Evaluate on Pascal Faces with trained model
export PASCALPATH=/path/to/your/pascal/dataset
export MODELPATH=/path/to/your/caffemodel/final.caffemodel
CUDA_VISIBLE_DEVICES=0,1,2,3 python train_test.py --train false --conf configs/smallhardface-pascal.toml --amend TEST.MODEL $MODELPATH DATA_DIR $PASCALPATH
The result will be stored in $ROOT/output/face/pascalface_val/face_$TIME
where $TIME
is the timestamp when the code begins to run. To plot PR curve, copy pascal_res.txt
into $ROOT/external/marcopede-face-eval-f2870fd85d48/detections/PASCAL
and run $ROOT/external/marcopede-face-eval-f2870fd85d48/plot_AP.py
.
Evaluate on AFW with trained model
export AFWPATH=/path/to/your/afw/dataset
export MODELPATH=/path/to/your/caffemodel/final.caffemodel
CUDA_VISIBLE_DEVICES=0,1,2,3 python train_test.py --train false --conf configs/smallhardface-afw.toml --amend TEST.MODEL $MODELPATH DATA_DIR $AFWPATH
The result will be stored in $ROOT/output/face/afw_val/face_$TIME
where $TIME
is the timestamp when the code begins to run.
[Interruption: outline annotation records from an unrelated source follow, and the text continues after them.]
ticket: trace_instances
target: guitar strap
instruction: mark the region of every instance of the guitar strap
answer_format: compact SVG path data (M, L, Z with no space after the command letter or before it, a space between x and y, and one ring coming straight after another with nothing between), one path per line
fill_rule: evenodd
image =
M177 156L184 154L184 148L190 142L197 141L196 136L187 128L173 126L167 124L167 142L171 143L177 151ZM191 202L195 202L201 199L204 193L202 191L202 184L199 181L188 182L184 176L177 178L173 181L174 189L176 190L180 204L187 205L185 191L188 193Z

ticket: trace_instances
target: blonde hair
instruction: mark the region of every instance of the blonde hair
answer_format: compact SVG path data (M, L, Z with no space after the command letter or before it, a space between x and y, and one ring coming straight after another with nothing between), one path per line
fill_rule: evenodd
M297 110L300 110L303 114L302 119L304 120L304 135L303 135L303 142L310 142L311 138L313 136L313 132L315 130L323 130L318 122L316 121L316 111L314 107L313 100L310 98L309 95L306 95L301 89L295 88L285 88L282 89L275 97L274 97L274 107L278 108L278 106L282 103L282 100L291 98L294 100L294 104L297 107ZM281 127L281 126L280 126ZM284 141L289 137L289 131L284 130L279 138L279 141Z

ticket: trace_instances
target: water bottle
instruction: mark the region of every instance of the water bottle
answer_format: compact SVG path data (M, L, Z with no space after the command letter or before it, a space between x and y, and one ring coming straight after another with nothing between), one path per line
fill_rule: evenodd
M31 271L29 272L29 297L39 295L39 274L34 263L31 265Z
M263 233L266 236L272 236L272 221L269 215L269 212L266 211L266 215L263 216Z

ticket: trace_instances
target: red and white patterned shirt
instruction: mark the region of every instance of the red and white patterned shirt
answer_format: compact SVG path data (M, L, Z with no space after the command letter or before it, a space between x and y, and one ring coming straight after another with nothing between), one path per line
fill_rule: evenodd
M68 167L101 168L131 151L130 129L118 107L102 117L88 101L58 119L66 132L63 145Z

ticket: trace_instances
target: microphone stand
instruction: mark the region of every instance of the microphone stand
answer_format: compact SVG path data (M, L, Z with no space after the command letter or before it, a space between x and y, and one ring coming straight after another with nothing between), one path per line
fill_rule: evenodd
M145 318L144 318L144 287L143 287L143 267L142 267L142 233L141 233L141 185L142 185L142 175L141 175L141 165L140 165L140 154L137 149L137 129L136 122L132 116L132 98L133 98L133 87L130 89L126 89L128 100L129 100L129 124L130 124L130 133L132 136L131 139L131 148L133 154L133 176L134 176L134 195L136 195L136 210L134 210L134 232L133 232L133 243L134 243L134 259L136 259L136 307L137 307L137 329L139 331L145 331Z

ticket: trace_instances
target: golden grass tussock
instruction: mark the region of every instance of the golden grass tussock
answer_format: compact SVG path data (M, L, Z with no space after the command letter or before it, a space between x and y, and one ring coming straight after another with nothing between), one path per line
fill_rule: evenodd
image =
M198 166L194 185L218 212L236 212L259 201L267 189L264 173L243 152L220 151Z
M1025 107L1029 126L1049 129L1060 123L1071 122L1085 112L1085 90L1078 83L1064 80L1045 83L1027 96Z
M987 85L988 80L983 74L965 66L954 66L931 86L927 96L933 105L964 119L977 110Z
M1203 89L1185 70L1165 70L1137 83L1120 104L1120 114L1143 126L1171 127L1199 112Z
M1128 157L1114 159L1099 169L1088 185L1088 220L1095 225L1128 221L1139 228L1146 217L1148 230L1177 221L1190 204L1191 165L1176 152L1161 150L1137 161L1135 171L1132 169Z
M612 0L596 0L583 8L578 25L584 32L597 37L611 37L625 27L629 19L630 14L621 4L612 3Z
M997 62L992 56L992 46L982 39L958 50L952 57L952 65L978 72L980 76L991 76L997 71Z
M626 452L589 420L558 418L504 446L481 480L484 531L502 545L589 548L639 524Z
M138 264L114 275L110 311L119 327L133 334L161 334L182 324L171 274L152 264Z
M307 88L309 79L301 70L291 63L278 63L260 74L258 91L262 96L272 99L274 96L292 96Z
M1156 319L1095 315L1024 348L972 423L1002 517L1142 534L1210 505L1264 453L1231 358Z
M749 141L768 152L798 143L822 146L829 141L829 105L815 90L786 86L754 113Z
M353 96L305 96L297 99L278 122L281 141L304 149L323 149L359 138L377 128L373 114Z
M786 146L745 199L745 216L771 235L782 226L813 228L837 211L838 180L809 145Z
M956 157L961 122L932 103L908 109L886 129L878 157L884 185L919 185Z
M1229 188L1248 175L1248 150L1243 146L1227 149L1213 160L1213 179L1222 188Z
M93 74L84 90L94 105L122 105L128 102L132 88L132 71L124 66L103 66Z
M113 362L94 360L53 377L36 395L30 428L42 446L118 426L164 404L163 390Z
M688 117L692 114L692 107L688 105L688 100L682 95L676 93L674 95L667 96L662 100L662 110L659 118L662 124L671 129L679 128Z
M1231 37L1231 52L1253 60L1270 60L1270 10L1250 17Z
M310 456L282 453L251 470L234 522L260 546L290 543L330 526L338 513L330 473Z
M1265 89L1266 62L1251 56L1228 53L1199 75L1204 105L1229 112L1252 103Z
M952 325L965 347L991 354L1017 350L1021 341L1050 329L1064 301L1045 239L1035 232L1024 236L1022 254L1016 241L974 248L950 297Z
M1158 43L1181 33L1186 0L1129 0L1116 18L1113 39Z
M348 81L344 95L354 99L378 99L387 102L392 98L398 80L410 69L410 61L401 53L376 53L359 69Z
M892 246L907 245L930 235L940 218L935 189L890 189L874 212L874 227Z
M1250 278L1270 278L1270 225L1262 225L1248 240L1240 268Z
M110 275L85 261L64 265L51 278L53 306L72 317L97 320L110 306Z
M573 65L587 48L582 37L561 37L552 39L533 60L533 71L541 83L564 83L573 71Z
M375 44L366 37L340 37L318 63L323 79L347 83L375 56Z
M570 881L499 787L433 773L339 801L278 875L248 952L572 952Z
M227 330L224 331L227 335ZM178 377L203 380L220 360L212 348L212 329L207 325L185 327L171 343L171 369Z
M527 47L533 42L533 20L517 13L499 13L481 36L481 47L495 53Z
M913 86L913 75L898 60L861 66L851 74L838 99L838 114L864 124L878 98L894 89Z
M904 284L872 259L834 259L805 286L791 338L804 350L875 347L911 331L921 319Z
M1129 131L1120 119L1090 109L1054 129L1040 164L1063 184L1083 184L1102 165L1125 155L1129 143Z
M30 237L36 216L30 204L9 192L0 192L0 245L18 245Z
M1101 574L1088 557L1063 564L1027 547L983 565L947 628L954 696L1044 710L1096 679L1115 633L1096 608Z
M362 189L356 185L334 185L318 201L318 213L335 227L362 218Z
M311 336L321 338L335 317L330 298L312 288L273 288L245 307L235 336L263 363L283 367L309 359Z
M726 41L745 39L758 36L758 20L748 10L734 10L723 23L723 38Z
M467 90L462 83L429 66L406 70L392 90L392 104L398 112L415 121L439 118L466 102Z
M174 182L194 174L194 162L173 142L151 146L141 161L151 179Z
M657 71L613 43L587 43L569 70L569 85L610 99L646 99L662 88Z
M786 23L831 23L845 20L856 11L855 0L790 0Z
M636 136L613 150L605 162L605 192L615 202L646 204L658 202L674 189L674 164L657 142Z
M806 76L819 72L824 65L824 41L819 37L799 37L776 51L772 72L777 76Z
To plot PR curve, copy afw_res.txt
into $ROOT/external/marcopede-face-eval-f2870fd85d48/detections/AFW
and run $ROOT/external/marcopede-face-eval-f2870fd85d48/plot_AP.py
.
Train face detector on WIDER FACE train
Link to the ImageNet pre-trained model
export WIDERFACEPATH=/path/to/your/wider/face/dataset
export MODELPATH=/path/to/your/pretrained/model.caffemodel
CUDA_VISIBLE_DEVICES=0,1,2,3 python train_test.py --conf configs/smallhardface.toml --amend DATA_DIR $WIDERFACEPATH TRAIN.PRETRAINED $MODELPATH
The trained model will be stored in $ROOT/output/face/wider_train/face_$TIME
where $TIME
is the timestamp when the code begins to run.